- Love isn't enough when providing dementia care for a loved one, so you need a well-executed treatment plan.
Dementia is a terrifying illness. Over 50 million people around the world have been diagnosed with it. Unfortunately, it can be just as difficult for people with loved ones with dementia as for the people with dementia themselves.
Overcoming the Challenges of Caring for Someone with Dementia
If you are reading this article, then you likely already know that caring for a loved one with dementia can be trying and difficult for all involved. Although there are a few measures that can be done to help halt the progression of dementia, the disease will inevitably continue on its own path. Advanced stages of dementia can lead to increased memory loss, paranoia, and anxiety.
Regardless of how committed, loving, and responsible you are, the progression of dementia can understandably be too much for anyone to cope with, particularly if they are trying to deal with it alone. However, knowing when a person with dementia might require additional support and knowing the right time to move them into a full-time care home is not an easy decision. You may be experiencing feelings of guilt, loss or possibly even relief at the thought of moving your loved one into dementia-focused care. All of these are valid emotions that everyone working and caring for patients with dementia will understand.

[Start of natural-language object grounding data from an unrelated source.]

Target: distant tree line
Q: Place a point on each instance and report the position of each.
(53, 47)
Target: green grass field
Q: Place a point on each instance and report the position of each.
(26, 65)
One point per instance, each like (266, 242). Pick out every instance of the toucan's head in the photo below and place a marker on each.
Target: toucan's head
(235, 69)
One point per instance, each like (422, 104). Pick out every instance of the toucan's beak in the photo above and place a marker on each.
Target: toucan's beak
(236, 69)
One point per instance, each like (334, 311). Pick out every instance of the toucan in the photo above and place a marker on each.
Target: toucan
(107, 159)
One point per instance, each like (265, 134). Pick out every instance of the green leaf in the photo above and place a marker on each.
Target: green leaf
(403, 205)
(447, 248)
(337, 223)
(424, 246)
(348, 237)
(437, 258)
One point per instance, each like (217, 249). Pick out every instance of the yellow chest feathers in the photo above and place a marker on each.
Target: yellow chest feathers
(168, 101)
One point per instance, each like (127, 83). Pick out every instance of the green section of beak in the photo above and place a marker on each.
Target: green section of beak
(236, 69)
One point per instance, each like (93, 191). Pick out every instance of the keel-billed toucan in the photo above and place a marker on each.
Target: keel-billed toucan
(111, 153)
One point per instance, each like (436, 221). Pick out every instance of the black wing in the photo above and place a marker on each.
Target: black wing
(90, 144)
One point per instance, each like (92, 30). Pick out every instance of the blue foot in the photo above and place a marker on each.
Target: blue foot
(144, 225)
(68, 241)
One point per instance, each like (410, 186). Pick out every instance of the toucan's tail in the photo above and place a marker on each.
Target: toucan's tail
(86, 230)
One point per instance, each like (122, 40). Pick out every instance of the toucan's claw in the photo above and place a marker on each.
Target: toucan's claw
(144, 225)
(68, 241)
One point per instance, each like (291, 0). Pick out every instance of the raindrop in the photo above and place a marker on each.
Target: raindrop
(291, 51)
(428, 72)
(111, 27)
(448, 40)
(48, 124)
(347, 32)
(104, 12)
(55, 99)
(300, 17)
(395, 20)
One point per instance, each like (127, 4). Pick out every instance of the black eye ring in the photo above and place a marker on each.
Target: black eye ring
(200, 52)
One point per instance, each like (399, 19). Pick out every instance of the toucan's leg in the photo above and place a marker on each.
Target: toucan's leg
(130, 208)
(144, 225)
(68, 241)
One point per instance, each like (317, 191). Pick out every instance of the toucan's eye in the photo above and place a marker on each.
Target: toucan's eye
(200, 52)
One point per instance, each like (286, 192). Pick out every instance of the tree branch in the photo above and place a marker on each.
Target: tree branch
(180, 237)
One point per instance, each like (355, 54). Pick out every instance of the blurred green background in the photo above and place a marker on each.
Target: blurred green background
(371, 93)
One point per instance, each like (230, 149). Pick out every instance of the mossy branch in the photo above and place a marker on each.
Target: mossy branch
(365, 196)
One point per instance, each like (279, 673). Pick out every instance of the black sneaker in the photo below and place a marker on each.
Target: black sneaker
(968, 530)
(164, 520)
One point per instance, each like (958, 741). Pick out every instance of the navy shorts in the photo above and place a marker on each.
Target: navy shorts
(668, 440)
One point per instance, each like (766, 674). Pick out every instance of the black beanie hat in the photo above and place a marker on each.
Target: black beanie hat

We previously shared seven tips for dealing with dementia, but thought it might be prudent to have a more succinct post on the topic. We have included three tips for choosing dementia-focused care for seniors to assist with making your decision more straightforward and less stressful.
Consider the wishes of your loved one
Depending on the extent that dementia has taken hold, the individual with the disease will be able to make their own conclusion about whether or not they need to move into a dementia-focused care home. Naturally, emotions will run high; however, some seniors, like their younger selves, are very pragmatic and may prefer knowing that they are in a home that can assist with all of their needs and limits the stress they may feel they are imposing on their family.
Consider your own feelings
A dementia-focused care home for seniors is not only about assisting their residents. The extended family, their feelings, and concerns should also be honoured and respected. Moreover, a care home can offer advice and recommendations for other professionals who can assist with the necessaryfinancial and legal planning requirements that arise. Picking a care home that you feel listens and validates your concerns and opinions should be a priority when choosing.
Consider your loved one’s preferences
What always made your loved one smile? What can still bring a smile to their face? Is it being outside and hearing the birds or diving into their favorite audio mystery books? Look out for a care home that will take their interests seriously and have facilities in line with their hobbies, interests, and abilities. Vibrant assisted living care options exist, and attending some events at the facility in advance and making a few lunch visits or walks may ease the transition. Dementia-focused care for seniors has improved immensely in the past decade, with patient-centered care, technological innovations, and engaging activities to help fight the onset of dementia. Making the decision to look for a care home can be the most challenging part of the process, as care homes work to advocate for your whole family.
Come Up with a Plan to Care for a Patient With Dementia
There are a lot of reasons that dementia can be difficult for everybody involved. You will have an easier time if you make sure that your loved one is well taken care of without stressing yourself out too much.